Historiendrama "Exodus: Götter und Könige" Sand im Bart

Moses (Christian Bale) kämpft anfangs noch an der Seite seines Halbbruders Ramses.

(Foto: Fox)

Altes Testament, neueste Technik: Star-Regisseur Ridley Scott will mit seiner Moses-Saga "Exodus: Götter und Könige" den Hollywood-Bibelfilm neu beleben. Beobachtungen bei den Dreharbeiten in Fuerteventura und im Tonstudio in London.

Von David Steinitz

Wie viele lebende Frösche man für eine anständige biblische Plage braucht, gehört zu den drängenden Fragen, die Ridley Scott während der Dreharbeiten zu "Exodus: Götter und Könige" lösen musste - seinem Monumentalfilm über Moses, gespielt von Christian Bale, der das Volk Israel aus der ägyptischen Sklaverei befreit.

Die Antwort lautet: 400. Für die Nahaufnahmen, der Rest wird später im Computer erzeugt. "Die haben das auch alle bestens überstanden, nur das Einsammeln von 400 Fröschen am Ende des Drehtags war für sich genommen schon eine göttliche Plage." Berichtet Scott grinsend in einer kleinen Atempause zwischen zwei Aufnahmen.

Fuerteventura, Mitte Dezember vergangenen Jahres. Die Sonne kämpft gegen die Wolken, und an einem abgelegenen Strand, den nicht mal die preisbewussten Nebensaison-Touristen entdecken, die trotz Pulloverwetter die wenigen geöffneten Hotels der Insel besetzen, geht ein irrer Wind.

Zum Leidwesen von 250 bärtigen Statisten und ein paar Dutzend Ziegen, Kamelen und Pferden, die an riesigen Kunstfelsen vorbei die Küste entlangtrotten. Ihnen peitscht gerade der Sand entgegen. Was Ridley Scott wiederum freut, weil das genau jene schlechte Laune in ihre Gesichter zaubert, die er sehen will - schließlich ist im Film die ägyptische Armee von Pharao Ramses hinter ihnen her.

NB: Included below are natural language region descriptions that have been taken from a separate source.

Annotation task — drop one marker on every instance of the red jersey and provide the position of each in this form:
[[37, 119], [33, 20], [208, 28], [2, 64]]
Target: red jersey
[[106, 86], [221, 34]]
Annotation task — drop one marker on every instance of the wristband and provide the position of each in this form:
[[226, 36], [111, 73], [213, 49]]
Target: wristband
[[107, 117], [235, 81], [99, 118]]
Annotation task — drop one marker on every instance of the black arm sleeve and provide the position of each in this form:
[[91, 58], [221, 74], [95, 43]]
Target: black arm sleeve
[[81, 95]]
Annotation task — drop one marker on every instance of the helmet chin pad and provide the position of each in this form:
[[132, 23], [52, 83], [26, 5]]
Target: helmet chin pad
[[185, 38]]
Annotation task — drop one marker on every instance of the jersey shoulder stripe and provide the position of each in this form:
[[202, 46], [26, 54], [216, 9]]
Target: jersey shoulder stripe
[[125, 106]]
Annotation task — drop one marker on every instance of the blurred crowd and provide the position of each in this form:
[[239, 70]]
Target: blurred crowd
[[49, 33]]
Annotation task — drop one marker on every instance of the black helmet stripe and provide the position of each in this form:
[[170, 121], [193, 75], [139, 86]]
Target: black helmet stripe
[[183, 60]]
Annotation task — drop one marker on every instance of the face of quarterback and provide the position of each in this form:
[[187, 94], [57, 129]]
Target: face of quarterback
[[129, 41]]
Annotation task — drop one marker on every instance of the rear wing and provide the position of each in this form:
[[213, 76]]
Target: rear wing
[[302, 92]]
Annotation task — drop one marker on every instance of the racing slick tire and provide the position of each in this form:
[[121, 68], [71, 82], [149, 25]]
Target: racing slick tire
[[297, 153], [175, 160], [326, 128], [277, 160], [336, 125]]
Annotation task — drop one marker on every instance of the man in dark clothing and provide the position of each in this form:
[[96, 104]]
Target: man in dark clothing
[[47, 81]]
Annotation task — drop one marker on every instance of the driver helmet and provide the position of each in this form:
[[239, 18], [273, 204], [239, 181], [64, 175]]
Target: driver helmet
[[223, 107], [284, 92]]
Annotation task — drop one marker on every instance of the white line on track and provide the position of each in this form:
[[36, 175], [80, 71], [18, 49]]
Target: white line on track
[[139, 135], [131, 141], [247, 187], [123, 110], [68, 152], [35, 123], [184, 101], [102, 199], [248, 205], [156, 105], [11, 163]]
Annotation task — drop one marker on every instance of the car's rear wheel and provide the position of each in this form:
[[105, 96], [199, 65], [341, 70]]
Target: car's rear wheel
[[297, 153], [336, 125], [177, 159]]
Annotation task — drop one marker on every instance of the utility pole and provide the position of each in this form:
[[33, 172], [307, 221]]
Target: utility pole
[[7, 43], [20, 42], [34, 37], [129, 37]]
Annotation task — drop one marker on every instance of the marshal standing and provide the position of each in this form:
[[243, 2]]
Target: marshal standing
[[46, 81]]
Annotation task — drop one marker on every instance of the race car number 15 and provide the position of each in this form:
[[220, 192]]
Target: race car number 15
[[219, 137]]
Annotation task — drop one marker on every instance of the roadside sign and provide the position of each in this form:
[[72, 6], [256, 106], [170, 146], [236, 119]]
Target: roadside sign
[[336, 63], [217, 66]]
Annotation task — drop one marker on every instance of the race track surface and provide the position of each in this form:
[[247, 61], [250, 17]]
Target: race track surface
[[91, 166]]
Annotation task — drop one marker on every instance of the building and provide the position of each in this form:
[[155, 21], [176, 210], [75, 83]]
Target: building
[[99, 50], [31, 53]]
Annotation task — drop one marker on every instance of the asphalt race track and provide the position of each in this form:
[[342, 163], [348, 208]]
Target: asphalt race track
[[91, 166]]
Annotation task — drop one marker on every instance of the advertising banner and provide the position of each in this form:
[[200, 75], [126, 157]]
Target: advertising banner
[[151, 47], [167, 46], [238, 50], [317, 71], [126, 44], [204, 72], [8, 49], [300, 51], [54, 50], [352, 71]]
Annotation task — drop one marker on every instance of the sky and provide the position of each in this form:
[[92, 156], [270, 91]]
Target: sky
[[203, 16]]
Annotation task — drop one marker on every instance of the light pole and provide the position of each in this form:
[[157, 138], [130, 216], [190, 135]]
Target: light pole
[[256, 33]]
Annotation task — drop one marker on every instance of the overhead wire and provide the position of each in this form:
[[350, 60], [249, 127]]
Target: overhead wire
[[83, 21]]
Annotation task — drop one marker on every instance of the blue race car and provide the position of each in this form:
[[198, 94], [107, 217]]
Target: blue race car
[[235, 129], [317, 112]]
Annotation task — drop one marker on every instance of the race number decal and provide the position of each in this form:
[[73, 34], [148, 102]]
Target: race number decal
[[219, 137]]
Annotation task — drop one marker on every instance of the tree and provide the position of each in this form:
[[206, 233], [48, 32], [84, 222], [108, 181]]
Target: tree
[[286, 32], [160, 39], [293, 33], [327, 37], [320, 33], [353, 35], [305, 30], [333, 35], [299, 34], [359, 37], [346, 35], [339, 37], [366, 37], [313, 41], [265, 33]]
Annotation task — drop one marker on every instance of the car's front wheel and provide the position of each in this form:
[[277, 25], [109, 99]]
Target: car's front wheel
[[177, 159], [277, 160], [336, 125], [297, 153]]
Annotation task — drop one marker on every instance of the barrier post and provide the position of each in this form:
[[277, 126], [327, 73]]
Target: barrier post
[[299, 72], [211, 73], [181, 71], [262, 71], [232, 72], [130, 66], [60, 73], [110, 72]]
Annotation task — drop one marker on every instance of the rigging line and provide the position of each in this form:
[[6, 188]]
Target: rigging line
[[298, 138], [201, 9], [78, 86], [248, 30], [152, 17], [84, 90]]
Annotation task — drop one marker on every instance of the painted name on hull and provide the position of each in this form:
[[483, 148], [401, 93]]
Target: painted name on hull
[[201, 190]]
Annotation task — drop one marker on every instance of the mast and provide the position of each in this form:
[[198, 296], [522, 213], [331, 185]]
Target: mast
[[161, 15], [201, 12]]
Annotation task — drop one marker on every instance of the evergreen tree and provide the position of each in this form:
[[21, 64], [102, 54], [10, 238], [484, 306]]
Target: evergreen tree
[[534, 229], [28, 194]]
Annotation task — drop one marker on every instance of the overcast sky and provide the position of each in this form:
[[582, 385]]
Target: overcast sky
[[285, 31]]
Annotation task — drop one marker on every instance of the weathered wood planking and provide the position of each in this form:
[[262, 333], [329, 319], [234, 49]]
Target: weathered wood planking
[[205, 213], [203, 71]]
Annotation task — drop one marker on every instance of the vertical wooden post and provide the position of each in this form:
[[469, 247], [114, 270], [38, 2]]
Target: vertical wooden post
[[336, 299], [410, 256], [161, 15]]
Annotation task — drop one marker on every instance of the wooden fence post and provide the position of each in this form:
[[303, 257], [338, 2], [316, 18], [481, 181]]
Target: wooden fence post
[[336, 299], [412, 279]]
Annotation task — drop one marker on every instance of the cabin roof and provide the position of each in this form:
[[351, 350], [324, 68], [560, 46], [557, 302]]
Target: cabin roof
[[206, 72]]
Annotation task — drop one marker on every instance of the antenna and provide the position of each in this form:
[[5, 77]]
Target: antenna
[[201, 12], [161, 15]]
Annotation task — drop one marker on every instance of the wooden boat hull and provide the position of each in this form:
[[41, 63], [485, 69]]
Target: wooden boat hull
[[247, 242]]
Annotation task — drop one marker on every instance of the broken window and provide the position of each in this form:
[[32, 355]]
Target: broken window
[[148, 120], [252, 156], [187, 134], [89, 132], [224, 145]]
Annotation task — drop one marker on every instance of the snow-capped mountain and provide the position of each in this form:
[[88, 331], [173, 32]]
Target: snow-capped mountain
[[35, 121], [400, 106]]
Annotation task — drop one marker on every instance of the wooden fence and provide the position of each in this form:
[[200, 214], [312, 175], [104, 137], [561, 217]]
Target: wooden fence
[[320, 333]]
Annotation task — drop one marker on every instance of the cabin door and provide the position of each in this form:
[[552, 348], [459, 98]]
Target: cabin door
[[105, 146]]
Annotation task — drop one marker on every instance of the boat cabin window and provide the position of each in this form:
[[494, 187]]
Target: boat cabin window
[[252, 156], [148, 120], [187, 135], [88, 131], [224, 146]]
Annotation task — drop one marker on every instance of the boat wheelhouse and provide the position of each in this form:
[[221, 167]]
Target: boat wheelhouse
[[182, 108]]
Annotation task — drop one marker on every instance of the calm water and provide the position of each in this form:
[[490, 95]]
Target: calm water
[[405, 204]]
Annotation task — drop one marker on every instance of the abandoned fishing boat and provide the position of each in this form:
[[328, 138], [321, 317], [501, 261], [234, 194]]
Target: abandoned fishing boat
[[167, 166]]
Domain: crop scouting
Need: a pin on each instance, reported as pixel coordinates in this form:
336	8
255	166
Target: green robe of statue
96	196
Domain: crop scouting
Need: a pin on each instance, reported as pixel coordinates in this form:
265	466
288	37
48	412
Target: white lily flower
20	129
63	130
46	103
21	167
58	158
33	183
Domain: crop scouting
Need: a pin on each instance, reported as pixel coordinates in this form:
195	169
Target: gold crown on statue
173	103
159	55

Scott verfolgt die Szene im Regiestuhl lümmelnd durch einen Monitor. Schon nach dem ersten Take schaut er sehr zufrieden, lässt den Gänsemarsch zur Sicherheit trotzdem noch mal wiederholen. Dann verkünden ein paar Assistenten mit Megafonen die Mittagspause.

Kleinstadt aus Zelten und Kleinwagen

Ein paar Hundert Meter vom Set entfernt haben die "Exodus"-Macher eine Kleinstadt aus Zelten und Wohnwagen errichtet. Eine Filmproduktion dieser Größenordnung zieht eine monströse Logistik nach sich, zu den 250 Statisten kommen fast noch mal so viele Mitarbeiter hinter der Kamera, dazu mobile Büros, Lagerräume, Kamel-, Ziegen und Pferdeställe.

Um auf dem riesigen sandigen Gelände Zeit zu sparen - und auch um die neugierigen einheimischen Surfer-Boys weiter unten am Strand aus dem Bild zu halten - sind viele Mitarbeiter auf Quads unterwegs.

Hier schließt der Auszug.